The colonel gave a sharp whistle.

But Cæsar, a yellow mongrel of questionable breeds, did not appear. A keen vision might have seen this canine terror to evildoers poke a shrinking muzzle a little way from beneath the board walk, emit a frightened whine and disappear.

Colonel Witham dozed again, and again slumber overtook him. He did not stir when Grannie Thornton, recovered from her attack of rheumatism, appeared at a window and shook a table-cloth therefrom; nor when Bess Thornton, dancing out of the doorway, whisked past his chair and seated herself at the edge of the piazza.

The girl's keen blue eyes perceiving, presently, an object in the distance looking like a queer combination of boy and bicycle, she ran out from the dooryard as it approached. Tim Reardon, an undersized, sharp-eyed youngster, rather poorly dressed and barefoot, wheeling his machine laboriously along, was somewhat of a mournful-looking figure. The girl held up a warning hand as he approached.

"Hello," said the boy. "What's the matter?"

The girl pointed at the sleeping colonel.

"Said he'd set the dog on you if you came around the way the others did," replied Bess Thornton. "They woke him up. My! wasn't he mad? Here," she added, handing a small box to the boy, "George Warren left this for you. Said they wanted to make time. That's why they didn't stop for you."

"Thanks," said the boy. "Thought I'd got to walk clear back to Benton. But I was going to have a swim first. Guess I'll have it, anyway. It's hot, walking through this dust."

"I'll tell you where to go," said the girl. "Do you know what's fun? See that tree way up along shore there, the one that hangs out over the water? Well, I climb that till it bends down, and then I get to swinging and jump."

Tim Reardon gave her an incredulous glance, with one eye half closed.

"Oh, I don't care whether you believe it or not," said the girl. "But I'll show you some time. Can't now. Got to wash dishes. Don't wake him up, or you'll catch it."

She disappeared through the doorway, and Tim Reardon, leaving his wheel leaning against a corner of the house, went up along shore.
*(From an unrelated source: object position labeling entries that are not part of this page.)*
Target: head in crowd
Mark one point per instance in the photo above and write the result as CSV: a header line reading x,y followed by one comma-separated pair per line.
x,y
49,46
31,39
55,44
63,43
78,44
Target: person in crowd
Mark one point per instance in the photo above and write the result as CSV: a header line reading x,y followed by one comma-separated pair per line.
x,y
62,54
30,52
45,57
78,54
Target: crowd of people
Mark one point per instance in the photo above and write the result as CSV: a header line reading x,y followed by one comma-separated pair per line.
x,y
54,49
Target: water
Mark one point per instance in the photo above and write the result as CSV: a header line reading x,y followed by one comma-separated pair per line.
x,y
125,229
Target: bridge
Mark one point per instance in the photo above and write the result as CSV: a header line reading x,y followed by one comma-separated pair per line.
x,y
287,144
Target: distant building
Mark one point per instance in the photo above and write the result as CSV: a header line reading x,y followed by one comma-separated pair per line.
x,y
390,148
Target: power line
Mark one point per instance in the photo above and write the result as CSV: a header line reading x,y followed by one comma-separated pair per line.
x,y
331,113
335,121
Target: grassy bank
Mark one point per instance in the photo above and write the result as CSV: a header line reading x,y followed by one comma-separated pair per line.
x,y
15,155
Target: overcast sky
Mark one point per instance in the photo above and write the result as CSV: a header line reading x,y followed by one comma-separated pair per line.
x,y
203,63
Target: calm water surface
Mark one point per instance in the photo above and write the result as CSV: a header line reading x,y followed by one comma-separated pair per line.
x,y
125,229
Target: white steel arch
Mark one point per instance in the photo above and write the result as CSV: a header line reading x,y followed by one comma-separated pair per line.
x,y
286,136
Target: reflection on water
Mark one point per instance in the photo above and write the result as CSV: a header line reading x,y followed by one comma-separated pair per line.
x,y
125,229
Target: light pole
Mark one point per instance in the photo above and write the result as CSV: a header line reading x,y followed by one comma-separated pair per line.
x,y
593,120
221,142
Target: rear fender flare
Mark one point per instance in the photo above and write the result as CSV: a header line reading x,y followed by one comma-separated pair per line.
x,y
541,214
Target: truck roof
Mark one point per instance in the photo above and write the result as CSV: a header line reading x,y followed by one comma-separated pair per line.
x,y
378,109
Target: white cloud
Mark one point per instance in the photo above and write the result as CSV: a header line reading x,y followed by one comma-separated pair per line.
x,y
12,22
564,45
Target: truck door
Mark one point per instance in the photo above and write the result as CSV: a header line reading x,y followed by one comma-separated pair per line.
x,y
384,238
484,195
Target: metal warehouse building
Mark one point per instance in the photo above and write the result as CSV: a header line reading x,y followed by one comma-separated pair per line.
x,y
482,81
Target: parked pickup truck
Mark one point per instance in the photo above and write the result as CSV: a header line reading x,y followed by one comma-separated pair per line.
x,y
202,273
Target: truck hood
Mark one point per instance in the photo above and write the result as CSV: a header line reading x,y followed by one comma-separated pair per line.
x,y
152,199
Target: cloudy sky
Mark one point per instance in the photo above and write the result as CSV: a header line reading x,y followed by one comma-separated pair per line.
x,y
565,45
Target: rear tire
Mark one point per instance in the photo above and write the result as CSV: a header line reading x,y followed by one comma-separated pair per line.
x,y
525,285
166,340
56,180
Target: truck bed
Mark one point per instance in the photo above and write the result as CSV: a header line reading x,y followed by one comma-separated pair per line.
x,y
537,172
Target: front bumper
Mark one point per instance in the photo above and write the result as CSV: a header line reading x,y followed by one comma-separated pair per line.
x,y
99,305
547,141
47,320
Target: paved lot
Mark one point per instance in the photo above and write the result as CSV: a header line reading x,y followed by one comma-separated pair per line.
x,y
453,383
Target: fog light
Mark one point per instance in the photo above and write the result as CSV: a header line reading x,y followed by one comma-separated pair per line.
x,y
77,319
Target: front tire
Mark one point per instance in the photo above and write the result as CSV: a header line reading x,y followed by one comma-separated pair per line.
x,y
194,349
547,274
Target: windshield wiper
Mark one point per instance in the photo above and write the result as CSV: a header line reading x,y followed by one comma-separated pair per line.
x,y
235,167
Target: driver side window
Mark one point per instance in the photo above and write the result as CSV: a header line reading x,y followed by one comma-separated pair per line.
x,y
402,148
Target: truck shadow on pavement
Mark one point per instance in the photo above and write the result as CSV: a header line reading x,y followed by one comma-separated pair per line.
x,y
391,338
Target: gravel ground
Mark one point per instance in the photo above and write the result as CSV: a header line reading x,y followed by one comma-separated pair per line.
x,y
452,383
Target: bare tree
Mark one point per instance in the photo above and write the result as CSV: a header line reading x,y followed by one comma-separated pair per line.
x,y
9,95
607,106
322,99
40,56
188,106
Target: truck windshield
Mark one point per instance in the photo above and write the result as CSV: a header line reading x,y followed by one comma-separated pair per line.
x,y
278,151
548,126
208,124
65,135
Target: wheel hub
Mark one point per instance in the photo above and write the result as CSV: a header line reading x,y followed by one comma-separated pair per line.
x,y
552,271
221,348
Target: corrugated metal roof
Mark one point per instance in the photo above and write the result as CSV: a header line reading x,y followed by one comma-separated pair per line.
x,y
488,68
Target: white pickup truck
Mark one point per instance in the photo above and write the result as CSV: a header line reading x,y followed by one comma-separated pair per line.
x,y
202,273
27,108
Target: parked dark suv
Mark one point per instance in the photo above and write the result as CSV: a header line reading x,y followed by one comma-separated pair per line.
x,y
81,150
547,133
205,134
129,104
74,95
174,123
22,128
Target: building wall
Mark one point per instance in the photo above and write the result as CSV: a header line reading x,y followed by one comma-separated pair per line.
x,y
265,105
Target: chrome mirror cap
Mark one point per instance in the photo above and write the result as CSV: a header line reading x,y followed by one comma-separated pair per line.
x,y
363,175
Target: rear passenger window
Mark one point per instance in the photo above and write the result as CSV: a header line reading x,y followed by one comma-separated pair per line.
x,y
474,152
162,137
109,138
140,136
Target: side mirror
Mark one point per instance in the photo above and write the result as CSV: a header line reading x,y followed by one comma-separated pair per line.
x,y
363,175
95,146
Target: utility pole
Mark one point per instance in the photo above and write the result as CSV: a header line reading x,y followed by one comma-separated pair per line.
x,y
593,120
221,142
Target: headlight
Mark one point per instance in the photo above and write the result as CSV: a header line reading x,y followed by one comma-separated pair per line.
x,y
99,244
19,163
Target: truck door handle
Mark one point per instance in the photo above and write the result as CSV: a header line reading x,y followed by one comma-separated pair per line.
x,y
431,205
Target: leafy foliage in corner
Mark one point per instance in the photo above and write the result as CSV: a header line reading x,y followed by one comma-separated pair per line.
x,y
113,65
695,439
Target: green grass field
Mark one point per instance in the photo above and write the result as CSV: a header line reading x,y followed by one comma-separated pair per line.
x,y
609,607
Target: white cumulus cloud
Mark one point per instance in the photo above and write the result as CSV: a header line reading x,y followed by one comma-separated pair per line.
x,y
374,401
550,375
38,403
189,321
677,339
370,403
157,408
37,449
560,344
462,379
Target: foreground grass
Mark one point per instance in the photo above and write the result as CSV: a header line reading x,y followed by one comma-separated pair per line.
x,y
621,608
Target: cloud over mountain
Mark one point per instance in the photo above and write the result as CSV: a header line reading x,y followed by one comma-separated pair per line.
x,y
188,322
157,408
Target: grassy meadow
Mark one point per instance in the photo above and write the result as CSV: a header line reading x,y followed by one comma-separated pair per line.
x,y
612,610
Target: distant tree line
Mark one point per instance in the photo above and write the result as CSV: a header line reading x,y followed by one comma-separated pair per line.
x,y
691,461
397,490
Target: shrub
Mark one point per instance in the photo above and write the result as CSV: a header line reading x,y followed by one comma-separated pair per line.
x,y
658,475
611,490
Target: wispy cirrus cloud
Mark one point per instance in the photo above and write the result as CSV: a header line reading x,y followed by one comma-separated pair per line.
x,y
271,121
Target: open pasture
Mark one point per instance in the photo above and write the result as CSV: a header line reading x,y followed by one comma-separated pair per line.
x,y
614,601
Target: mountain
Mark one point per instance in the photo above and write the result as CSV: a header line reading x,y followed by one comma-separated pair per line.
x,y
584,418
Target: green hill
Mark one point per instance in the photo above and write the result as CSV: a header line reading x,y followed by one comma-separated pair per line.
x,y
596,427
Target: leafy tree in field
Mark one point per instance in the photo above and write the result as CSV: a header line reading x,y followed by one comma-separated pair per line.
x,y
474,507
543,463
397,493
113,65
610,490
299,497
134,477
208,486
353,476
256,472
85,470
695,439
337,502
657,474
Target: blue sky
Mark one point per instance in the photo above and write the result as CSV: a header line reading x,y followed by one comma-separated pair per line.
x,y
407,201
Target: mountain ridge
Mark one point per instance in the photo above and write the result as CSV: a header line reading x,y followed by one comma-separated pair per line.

In another half hour he returned, took from his pocket the box the girl had given to him, got therefrom an awl, a bottle of cement and some thin strips of rubber, and began mending the punctured tire of the bicycle. The tire was already somewhat of a patched affair, bearing evidences of former punctures and mendings.

"It's Jack's old wheel," he remarked by way of explanation to Bess Thornton, who had reappeared and was interestedly watching the operation. "He's going to give me one of his new tires," he added, "the first puncture he gets."

"Why don't you put a tack in the road?" asked the girl promptly.

Tim Reardon grinned. "Not for Jack," he said.

"Say," asked the girl, "what's Witham mad with those boys about? Why did he send 'em out of the hotel the other night?"